Tick Tock
“It will get better with time.”
I hear that over and over and over, yet not once yet from any young widow. So far what I have experienced has been quite the opposite. Each day that passes my inner struggle becomes more and more difficult, I just become better at putting on my mask during the day. I have found that if I don’t think about the concept of time passing by I tend to get through my day a little better. Yet time is inevitable and there is no tricking the clock. At the end of each day when the mask comes off, all the pain of the day washes over me like a tidal wave. Restful nights cuddled up next to my Sammy with a heart overflowing with love has been replaced with long nights filled with darkness beyond measure. That’s the price that has to be paid in order to keep moving when the sun is up.

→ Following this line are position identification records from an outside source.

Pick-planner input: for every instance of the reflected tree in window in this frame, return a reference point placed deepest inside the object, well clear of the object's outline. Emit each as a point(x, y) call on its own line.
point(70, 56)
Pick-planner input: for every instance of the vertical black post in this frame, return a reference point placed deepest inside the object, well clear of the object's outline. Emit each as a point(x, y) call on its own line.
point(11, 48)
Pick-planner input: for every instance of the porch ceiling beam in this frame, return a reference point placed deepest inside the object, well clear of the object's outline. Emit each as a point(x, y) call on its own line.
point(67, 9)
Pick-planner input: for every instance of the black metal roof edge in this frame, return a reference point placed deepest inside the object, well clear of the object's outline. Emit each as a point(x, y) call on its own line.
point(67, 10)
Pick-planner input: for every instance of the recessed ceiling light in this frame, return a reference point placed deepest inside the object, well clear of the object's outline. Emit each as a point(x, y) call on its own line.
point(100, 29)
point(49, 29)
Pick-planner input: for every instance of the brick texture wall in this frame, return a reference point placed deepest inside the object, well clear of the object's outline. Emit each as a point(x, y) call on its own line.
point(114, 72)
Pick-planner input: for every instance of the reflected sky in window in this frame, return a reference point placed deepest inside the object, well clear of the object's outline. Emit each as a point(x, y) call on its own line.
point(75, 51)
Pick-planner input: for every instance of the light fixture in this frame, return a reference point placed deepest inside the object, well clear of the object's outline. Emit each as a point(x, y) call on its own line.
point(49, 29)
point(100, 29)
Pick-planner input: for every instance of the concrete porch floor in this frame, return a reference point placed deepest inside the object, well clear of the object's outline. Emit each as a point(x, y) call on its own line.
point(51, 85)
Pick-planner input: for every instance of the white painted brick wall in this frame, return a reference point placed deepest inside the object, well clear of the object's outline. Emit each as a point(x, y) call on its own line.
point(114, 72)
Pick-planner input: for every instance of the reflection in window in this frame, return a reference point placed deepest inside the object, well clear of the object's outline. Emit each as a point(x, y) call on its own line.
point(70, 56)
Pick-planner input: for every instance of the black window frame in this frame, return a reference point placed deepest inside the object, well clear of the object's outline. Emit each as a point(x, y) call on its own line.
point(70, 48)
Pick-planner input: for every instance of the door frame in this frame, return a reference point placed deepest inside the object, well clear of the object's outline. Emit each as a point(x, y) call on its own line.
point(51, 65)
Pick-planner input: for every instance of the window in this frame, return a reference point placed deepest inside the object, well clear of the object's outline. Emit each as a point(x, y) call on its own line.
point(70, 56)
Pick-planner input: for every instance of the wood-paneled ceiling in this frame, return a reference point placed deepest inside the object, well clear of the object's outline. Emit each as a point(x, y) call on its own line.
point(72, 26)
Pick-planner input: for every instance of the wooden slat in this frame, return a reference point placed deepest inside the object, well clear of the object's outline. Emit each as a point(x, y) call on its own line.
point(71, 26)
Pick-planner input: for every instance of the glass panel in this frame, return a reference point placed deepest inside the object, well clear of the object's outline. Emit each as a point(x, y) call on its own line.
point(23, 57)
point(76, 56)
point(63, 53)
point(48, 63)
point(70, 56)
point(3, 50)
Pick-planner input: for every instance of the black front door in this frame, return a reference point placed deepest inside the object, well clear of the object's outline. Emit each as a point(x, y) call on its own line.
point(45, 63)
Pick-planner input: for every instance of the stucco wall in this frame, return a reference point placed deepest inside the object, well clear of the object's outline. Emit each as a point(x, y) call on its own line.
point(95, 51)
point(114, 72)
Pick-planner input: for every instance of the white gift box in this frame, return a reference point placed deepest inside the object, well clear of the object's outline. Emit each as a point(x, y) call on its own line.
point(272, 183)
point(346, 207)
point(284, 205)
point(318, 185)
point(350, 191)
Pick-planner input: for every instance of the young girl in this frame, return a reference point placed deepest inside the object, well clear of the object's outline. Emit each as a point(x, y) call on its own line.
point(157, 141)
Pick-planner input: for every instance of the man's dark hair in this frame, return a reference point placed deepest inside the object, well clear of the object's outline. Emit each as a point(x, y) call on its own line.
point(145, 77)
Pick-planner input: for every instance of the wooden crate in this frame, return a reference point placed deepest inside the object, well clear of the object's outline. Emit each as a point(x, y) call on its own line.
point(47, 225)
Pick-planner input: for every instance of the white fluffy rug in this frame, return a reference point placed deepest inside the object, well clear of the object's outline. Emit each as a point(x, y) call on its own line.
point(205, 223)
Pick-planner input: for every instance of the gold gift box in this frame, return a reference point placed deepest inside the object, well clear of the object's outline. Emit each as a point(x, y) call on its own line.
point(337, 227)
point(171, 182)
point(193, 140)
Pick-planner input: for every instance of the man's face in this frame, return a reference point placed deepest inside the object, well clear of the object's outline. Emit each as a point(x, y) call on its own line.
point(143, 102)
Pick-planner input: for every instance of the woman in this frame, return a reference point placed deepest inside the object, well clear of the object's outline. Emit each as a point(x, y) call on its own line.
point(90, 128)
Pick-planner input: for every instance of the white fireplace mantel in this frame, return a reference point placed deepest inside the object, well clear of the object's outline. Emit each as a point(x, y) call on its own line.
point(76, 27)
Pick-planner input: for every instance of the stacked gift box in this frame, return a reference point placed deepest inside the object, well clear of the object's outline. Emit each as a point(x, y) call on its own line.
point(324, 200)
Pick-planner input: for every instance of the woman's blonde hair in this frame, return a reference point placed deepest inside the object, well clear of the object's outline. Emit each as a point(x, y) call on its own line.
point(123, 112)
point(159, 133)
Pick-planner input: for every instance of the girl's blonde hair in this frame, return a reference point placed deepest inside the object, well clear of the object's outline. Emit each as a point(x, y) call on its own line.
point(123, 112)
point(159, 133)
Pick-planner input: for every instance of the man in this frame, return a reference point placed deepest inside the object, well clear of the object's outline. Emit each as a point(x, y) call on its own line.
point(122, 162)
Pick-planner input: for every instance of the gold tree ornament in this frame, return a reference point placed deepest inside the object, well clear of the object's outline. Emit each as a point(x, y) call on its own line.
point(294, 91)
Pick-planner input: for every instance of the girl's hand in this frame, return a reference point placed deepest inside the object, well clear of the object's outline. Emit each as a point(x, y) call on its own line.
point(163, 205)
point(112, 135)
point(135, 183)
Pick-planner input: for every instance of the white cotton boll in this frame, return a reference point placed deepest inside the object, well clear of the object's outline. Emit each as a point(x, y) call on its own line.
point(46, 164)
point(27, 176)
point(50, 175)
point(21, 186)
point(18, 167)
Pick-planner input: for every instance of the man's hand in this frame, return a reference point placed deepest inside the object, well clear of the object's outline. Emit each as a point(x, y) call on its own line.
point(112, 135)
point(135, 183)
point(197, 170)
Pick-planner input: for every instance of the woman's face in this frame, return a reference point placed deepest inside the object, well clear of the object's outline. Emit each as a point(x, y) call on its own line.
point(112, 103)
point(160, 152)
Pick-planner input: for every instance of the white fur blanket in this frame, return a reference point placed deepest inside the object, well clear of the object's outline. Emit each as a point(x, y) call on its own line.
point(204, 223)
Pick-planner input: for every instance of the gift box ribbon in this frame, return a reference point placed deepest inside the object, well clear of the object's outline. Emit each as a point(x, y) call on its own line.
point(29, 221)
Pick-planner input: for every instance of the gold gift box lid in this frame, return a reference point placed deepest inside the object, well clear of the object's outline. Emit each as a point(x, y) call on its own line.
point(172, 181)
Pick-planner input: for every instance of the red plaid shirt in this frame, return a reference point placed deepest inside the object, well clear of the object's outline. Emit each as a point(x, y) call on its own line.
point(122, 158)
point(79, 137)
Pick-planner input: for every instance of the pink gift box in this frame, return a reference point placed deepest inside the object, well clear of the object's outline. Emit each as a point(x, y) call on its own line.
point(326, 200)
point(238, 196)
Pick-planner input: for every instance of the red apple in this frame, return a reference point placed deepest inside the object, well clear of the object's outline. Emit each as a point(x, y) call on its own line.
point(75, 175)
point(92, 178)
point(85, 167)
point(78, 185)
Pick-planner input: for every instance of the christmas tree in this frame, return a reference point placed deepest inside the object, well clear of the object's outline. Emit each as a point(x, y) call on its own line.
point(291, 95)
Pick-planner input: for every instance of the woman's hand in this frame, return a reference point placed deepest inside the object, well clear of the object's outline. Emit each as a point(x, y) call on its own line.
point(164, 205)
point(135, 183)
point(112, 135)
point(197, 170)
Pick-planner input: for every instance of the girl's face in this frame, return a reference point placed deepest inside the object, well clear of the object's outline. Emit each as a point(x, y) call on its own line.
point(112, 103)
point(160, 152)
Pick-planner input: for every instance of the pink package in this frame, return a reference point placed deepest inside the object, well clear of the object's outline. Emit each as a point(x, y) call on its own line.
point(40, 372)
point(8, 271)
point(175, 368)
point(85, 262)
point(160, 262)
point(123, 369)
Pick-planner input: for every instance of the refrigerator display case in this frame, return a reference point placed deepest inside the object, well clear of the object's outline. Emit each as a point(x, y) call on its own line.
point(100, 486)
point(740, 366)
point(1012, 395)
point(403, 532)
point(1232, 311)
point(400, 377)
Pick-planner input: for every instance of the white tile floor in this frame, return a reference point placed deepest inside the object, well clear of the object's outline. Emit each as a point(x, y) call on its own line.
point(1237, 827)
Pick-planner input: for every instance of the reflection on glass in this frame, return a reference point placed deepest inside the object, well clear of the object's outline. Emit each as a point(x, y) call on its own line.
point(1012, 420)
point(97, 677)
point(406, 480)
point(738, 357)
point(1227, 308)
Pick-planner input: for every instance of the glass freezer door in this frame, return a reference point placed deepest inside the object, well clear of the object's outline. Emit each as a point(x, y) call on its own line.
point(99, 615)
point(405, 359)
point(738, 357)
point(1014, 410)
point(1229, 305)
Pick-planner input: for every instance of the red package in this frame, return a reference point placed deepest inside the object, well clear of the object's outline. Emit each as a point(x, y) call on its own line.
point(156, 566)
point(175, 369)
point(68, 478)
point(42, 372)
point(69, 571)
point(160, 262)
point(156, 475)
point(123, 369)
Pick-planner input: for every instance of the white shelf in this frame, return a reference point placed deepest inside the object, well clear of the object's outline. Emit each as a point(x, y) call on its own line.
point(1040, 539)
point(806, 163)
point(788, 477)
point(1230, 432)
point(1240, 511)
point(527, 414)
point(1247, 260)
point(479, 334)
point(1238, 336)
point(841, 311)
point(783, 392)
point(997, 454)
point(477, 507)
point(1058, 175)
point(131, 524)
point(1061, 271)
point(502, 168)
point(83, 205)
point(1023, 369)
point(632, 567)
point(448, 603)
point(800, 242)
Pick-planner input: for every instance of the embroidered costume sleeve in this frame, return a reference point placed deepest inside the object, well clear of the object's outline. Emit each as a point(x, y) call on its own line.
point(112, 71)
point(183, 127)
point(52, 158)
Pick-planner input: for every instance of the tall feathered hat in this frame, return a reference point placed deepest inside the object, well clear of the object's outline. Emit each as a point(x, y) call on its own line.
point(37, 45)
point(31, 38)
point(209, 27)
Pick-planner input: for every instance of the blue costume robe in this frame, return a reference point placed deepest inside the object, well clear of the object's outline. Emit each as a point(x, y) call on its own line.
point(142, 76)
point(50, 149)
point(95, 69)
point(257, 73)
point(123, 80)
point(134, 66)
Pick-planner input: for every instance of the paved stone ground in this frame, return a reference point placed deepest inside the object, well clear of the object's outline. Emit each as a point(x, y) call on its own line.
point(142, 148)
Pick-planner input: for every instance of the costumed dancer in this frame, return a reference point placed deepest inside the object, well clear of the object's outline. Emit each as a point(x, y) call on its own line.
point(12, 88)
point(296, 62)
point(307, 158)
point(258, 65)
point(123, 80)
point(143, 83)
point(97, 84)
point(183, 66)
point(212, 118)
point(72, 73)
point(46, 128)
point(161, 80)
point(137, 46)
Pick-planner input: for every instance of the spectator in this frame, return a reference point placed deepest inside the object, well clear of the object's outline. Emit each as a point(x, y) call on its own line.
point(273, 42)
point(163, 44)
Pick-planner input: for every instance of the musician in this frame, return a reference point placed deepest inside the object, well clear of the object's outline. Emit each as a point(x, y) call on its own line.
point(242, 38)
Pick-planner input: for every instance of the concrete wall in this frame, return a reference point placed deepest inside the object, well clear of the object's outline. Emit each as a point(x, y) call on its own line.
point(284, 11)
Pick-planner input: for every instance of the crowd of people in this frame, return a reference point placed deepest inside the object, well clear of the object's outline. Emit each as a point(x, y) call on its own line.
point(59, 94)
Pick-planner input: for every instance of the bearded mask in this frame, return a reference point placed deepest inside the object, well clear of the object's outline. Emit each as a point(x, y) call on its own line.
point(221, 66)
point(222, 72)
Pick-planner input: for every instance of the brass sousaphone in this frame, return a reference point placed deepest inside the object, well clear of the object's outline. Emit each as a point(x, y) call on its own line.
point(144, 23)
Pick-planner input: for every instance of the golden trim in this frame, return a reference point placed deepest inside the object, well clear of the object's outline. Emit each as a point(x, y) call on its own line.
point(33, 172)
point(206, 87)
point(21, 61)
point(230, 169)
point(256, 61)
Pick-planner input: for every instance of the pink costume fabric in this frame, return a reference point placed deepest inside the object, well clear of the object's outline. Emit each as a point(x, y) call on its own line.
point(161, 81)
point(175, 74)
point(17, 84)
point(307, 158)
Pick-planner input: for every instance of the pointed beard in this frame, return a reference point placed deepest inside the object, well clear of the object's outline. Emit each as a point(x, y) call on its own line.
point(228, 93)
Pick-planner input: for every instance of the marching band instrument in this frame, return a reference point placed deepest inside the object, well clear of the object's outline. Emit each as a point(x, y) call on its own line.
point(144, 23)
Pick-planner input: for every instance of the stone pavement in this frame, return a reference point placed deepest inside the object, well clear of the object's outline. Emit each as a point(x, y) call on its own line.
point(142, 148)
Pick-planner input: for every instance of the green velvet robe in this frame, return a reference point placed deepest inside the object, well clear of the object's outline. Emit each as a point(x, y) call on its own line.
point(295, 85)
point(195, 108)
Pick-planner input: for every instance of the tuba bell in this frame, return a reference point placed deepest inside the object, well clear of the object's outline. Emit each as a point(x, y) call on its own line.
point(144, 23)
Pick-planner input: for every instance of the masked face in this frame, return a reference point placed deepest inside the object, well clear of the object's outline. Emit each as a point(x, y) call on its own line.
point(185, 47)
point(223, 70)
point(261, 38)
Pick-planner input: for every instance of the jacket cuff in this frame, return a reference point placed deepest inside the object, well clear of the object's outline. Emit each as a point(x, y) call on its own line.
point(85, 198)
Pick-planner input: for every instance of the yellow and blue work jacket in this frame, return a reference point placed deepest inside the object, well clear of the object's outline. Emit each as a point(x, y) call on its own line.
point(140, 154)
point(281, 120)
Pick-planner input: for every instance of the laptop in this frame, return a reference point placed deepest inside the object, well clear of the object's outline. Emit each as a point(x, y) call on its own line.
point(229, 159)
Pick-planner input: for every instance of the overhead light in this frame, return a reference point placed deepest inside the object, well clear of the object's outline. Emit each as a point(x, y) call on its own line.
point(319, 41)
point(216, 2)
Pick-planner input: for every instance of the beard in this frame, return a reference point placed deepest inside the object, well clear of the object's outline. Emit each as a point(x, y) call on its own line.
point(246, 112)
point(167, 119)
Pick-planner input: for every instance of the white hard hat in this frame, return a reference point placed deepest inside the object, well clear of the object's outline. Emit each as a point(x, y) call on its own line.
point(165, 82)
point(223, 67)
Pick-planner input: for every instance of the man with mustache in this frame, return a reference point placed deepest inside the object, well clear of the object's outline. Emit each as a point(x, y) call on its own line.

The days continue to stack up, towering over me and swallowing me whole. Each day that passes adds to the void in my life and the silence only gets deeper. It only becomes harder to accept his absence with each day, as denying that this is reality is less and less effective. The pain never eases, it only sharpens. Every single day brings more pain, more sadness, and more heartache which gets stacked onto what was already haunting me.
Each time there is a moment that should be happy, the overwhelming grief that he isn’t here takes over. Everything just builds and builds. Our last kiss, last I love you, last touch… it all gets further away and my soul frantically is trying to keep it in the present. As hard as the passing days are, it is thinking into the future that is too much to bare. So much so that I can’t delve into that now, but I will simply say that the thought of a lifetime without him immediately feels like it will stop my heart.
I know that people mean well and are only trying to offer hope and comfort when they assure me things will get easier. I think things do get easier for most types of grief. Right now though, it is so hard to know how to respond to those comments. Everyone is so different and while I hope that things are easier for them, how do I gently tell them that it is a hard no for me? I lost my everything, my literal soul, and I’m pretty positive things will never be “better” for me. In a weird way, I have no desire for them to be anyways.
Maybe I am wrong and one day my soul will be more at peace, but for now, the ticking clock will stay my enemy.